The basic message of this week is that the world must find a new model of collective leadership following the collapse of US authority. Like many crises, the fundamental decline of US leadership has been apparent for years, but it had proceeded gradually. Then, like a weak bank hit by a depositor panic, the collapse happened suddenly and in plain view.
At the UN, the world grappled with poverty, disease, hunger, and climate change in the near total absence of US leadership. This was pathetically underscored by President Bush, whose speech to the UN on Wednesday was filled with “terror,” “terrorists,” and “terrorism” 31 times, but didn’t include a single mention of “climate,” “environment,” or the “Millennium Development Goals” (MDGs). By the time of the UN’s MDG Summit Day yesterday, the US was simply nowhere to be seen, neither in the plenary sessions nor in the breakout events.
In Washington, the heavy weight of eight years of incompetence of the Bush Administration took its toll on the economy and on national politics. The Bush administration could not put forward a clear and convincing rationale for its proposed $700bn bailout. Most technical analysts think that the Treasury-Fed plan has it wrong in serious ways. The person-on-the-street view is that Washington is simply bailing out the irresponsible and super-rich titans of finance, a view that the administration could not dispel. In the end, desperate pleas by the administration ended only in recriminations and a reported bitter debate at the White House Thursday evening. Americans have awakened to a new massive bank failure, a roiling financial crisis still lacking a strategy or plan, and a presidential campaign in surreal disarray as John McCain ostensibly suspends his campaigning and his participation in today’s scheduled debate.
As the writers say, you couldn’t make up this stuff.
The prospects for the world, however, are nowhere near as grim as an American-centric view would suggest. The really remarkable thing about the UN MDG week has been the evidence of a new global coalition of governments, businesses, civil society, and international organisations that are inventing new models for effective global action and cooperation. A remarkable meeting on malaria, for example, brought out global companies (News Corp, Exxon-Mobil, and Sumitomo Chemical just to name three), foundations and NGOs (Gates Foundation, UN Foundation, Nothing but Nets, Malaria No More), international organisations (including the World Health Organization, the World Bank, and the Global Fund to Fight AIDS, TB, and Malaria), top business executives (Bill Gates, Ray Chambers, Rajat Gupta, and Peter Churnin, among others), activists (Bono, Youssou N’Dour), and world-leading scientists and public health specialists (Awa Coll-Seck, Awash Teklehaimonot, David Nabarro, WHO Director-General Margaret Chan), to unveil an impressive 7-year plan to bring this killer disease under decisive control.
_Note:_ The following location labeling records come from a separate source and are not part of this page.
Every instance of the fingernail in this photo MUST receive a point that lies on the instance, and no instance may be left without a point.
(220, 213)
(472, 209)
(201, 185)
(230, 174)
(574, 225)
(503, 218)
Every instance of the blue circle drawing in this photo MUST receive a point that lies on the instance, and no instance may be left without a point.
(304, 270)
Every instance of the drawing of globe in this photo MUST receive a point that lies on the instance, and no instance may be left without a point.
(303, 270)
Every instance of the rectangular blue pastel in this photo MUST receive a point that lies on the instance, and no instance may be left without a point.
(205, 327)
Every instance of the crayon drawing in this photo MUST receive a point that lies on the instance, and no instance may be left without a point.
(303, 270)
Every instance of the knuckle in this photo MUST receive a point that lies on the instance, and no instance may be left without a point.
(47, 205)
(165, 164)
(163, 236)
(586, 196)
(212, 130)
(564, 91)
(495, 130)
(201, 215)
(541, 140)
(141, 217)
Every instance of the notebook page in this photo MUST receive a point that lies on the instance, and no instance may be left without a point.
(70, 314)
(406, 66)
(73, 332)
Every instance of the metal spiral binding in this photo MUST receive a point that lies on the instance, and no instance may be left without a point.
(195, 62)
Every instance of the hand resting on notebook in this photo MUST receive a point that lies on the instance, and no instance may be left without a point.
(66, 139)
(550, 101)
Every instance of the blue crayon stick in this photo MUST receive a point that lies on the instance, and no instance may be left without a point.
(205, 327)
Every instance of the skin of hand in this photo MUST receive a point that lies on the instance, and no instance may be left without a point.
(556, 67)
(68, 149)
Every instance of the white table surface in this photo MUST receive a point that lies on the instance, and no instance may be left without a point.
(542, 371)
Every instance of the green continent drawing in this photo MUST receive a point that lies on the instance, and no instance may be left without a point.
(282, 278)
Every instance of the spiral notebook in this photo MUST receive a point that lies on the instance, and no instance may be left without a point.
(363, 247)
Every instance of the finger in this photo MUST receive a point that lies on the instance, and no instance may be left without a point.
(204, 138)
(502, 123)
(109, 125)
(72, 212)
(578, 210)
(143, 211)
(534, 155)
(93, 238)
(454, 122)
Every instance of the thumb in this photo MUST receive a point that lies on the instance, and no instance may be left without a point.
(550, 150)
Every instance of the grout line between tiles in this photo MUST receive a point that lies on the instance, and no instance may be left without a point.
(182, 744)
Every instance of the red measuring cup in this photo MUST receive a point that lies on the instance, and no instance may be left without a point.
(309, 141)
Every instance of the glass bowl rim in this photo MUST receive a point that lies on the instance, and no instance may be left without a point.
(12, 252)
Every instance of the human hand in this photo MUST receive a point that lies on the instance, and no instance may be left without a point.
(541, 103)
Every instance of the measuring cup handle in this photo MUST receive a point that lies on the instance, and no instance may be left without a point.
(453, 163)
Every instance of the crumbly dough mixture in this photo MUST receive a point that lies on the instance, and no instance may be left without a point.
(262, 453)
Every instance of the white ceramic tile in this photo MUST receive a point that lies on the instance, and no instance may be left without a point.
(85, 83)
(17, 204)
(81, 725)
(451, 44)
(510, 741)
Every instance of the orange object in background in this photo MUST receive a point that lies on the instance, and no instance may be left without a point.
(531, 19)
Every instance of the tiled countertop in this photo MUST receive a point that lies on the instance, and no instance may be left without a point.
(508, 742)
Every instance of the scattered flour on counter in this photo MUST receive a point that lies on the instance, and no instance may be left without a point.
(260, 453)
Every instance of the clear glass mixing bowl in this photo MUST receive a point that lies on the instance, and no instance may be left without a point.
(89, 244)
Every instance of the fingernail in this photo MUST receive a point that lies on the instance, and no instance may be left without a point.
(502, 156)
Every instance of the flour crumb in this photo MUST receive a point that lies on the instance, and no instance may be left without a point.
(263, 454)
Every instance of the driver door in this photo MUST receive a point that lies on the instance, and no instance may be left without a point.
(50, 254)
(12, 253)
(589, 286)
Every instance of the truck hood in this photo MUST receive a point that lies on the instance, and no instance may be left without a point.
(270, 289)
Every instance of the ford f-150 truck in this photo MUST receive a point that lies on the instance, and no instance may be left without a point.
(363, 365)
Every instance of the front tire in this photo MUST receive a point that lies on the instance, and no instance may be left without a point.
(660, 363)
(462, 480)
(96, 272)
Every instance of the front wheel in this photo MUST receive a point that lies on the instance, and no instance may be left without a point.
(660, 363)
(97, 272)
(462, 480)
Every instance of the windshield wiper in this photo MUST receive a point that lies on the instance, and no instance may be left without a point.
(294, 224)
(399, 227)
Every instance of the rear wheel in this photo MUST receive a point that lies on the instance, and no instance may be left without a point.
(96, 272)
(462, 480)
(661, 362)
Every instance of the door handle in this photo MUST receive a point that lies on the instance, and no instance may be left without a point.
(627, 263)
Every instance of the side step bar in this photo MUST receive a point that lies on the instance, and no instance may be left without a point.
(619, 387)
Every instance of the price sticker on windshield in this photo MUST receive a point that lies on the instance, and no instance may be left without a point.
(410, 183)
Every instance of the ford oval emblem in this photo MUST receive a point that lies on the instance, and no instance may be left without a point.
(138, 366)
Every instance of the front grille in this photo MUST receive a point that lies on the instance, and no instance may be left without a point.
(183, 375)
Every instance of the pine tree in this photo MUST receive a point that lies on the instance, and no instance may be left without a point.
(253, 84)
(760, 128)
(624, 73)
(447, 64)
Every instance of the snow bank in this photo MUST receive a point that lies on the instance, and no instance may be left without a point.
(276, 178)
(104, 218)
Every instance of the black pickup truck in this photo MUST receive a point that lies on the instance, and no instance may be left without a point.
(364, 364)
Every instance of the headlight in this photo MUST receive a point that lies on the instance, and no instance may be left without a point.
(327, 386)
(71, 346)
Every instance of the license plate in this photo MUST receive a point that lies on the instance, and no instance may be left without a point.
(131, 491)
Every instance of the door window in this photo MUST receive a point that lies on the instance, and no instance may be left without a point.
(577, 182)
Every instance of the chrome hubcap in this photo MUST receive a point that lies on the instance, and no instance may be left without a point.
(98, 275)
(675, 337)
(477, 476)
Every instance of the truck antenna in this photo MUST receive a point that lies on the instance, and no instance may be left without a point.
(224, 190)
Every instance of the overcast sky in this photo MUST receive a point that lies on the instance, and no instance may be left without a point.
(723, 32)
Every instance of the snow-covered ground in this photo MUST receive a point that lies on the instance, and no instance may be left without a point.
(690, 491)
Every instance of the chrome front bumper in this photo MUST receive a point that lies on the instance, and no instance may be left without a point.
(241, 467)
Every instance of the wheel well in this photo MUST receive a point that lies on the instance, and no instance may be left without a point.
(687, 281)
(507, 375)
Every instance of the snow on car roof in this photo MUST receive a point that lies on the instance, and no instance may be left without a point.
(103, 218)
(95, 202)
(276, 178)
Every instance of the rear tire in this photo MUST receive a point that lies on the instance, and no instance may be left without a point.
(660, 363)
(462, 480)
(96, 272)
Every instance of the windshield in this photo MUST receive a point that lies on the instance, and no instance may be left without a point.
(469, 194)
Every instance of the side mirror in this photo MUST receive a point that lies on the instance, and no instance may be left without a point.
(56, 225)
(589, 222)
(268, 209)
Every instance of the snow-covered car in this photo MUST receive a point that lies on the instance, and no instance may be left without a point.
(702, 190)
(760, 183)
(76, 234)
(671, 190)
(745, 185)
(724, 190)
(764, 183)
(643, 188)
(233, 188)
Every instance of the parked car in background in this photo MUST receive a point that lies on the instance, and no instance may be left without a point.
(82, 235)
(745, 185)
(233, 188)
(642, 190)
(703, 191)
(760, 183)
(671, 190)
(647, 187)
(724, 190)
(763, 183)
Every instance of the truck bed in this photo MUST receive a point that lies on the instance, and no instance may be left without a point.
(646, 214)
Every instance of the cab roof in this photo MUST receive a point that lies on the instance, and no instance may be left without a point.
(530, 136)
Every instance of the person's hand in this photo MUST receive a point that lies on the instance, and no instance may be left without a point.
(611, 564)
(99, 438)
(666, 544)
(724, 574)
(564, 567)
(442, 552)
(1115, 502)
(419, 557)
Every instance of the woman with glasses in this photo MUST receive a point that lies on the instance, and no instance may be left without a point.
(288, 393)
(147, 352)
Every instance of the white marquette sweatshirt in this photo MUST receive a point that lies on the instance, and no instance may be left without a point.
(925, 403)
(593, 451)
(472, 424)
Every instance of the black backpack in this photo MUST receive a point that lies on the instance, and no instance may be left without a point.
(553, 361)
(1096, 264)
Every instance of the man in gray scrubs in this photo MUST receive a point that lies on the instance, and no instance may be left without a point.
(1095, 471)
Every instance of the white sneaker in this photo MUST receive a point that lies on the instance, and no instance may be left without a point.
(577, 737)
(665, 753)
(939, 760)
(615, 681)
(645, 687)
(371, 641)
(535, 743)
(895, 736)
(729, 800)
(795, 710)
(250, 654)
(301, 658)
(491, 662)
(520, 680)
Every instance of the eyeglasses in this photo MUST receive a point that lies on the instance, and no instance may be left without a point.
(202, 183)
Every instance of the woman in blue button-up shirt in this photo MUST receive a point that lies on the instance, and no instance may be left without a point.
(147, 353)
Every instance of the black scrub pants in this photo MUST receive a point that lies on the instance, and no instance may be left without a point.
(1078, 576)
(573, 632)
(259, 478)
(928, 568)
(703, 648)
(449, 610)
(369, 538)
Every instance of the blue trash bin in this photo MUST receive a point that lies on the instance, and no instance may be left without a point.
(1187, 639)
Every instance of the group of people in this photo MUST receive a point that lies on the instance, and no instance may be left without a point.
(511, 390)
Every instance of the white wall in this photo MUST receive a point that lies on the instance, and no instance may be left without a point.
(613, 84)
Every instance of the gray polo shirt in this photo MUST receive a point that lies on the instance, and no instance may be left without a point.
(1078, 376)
And this time, the plan is backed not only by these powerful sectors, but by real money, billions of dollars (including a significant contribution from the US government in this unusual case).
We have arrived in a multi-polar world. As German Finance Minister Peer Steinbruck put it in Berlin yesterday, “The US will lose its status as the superpower of the world financial system.” Yet a multi-polar world not only makes sense (given that the US has only 5 per cent of the world’s population, and a declining share of its income), but can also bring forth countless areas of shared leadership and entrepreneurial creativity from all sectors of global society.
No doubt, we have entered a much more complex global scene. Success for the world – in finding peaceful solutions to huge global challenges – will depend mainly on our capacity to cooperate with each other across sectors, cultures, and regions. Despite the weighty absence of the US from most of this week’s UN proceedings, there are grounds for optimism that the world can and will find a new successful course. And after January 20, 2009, perhaps – and we must hope – the US will be back at the table, with its international peers in a new multi-polar setting.